Have you ever had issues with migrating large amounts of content from one AEM instance to another? Maybe you are upgrading to a new instance or just trying to keep your various environments (Dev, QA, Prod, etc.) in sync. The traditional way of doing this, of course, is using Content Packages (the .zip packages) or vlt rcp for large amounts of content. But these existing solutions have been found insufficient in terms of both time and space efficiency. Most of the existing solutions use WebDav technology with XML serialization, doing HTTP handshakes for every node. This means that any latency whatsoever on the network hurts the content sync performance enormously.

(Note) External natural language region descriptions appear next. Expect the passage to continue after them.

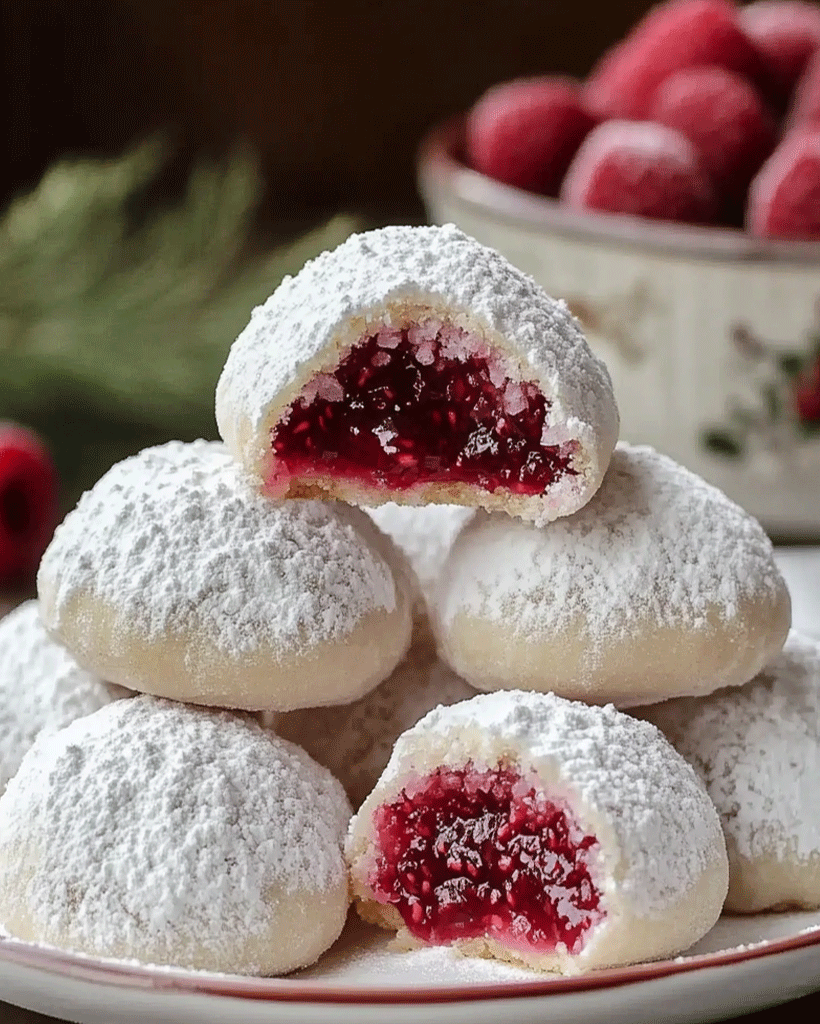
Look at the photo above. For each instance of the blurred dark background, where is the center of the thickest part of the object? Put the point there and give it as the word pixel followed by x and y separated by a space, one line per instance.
pixel 335 95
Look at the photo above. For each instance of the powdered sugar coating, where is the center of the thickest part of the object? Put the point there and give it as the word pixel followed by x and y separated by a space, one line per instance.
pixel 296 334
pixel 155 829
pixel 664 826
pixel 363 732
pixel 42 688
pixel 646 168
pixel 178 543
pixel 758 751
pixel 657 557
pixel 424 532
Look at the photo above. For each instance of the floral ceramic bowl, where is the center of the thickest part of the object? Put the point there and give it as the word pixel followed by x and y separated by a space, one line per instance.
pixel 713 337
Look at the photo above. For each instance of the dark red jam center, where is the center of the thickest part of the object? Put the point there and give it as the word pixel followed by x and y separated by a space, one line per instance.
pixel 402 410
pixel 480 854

This is where Grabbit comes in. Grabbit was developed as a content sync solution for one of our clients, with iCiDIGITAL members being the primary contributors. Initial releases for Grabbit proved to be extremely useful for the client. This lead to Grabbit being ultimately open sourced.
How Does it Work?
Grabbit tackles the problem of content sync a bit differently. Instead of high frequency HTTP handshakes between the source and destination (which for eg: vlt rcp typically uses), Grabbit creates a stream of data using Protocol Buffers. This also allows us to avoid latency issues mentioned above. A major feature that sets Grabbit apart is the Monitoring feature. This feature lets the Grabbit user monitor and validate what content sync jobs are currently running and what there status is.

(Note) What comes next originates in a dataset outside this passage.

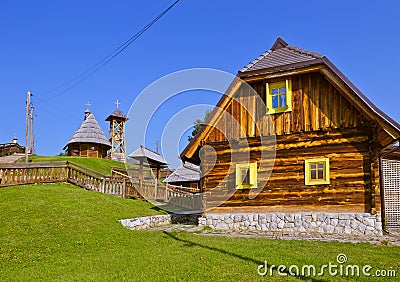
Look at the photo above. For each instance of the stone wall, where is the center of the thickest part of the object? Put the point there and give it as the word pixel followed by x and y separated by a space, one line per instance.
pixel 329 223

There are two primary components to Grabbit. A Grabbit Client and Grabbit Server that is run in two AEM instances that you want to copy to and from (respectively). The Grabbit Client makes a request to the Grabbit Server to fetch content. This is done by creating a Grabbit Configuration File. This grabbit configuration file is provided by the user of the tool that instructs the Grabbit Client to then go talk to Grabbit Server to fetch content from it. The configuration file can be supplied to the client in either JSON or YAML format. There are several configuration parameters that can be set in the configuration file. You can find a lot more details around that here.
More on Grabbit Monitoring
As briefly mentioned above, Grabbit allows you to monitor the content sync jobs. Under the covers, Grabbit uses Spring Batch and uses its Querying Features to monitor the status of a job. A Job in Grabbit is essentially a Spring Batch Job that is used to sync one path specified in the Grabbit configuration file. There can be one or more Jobs in Grabbit based on whether there are one or more paths configured in the configuration file.
Where to Go Next?
Grabbit is supported for most of the newer versions of AEM and continues to be under active development. Its release details and artifacts are located on Bintray. Since Grabbit is open sourced, you can always submit issues / questions / comments on the Github project.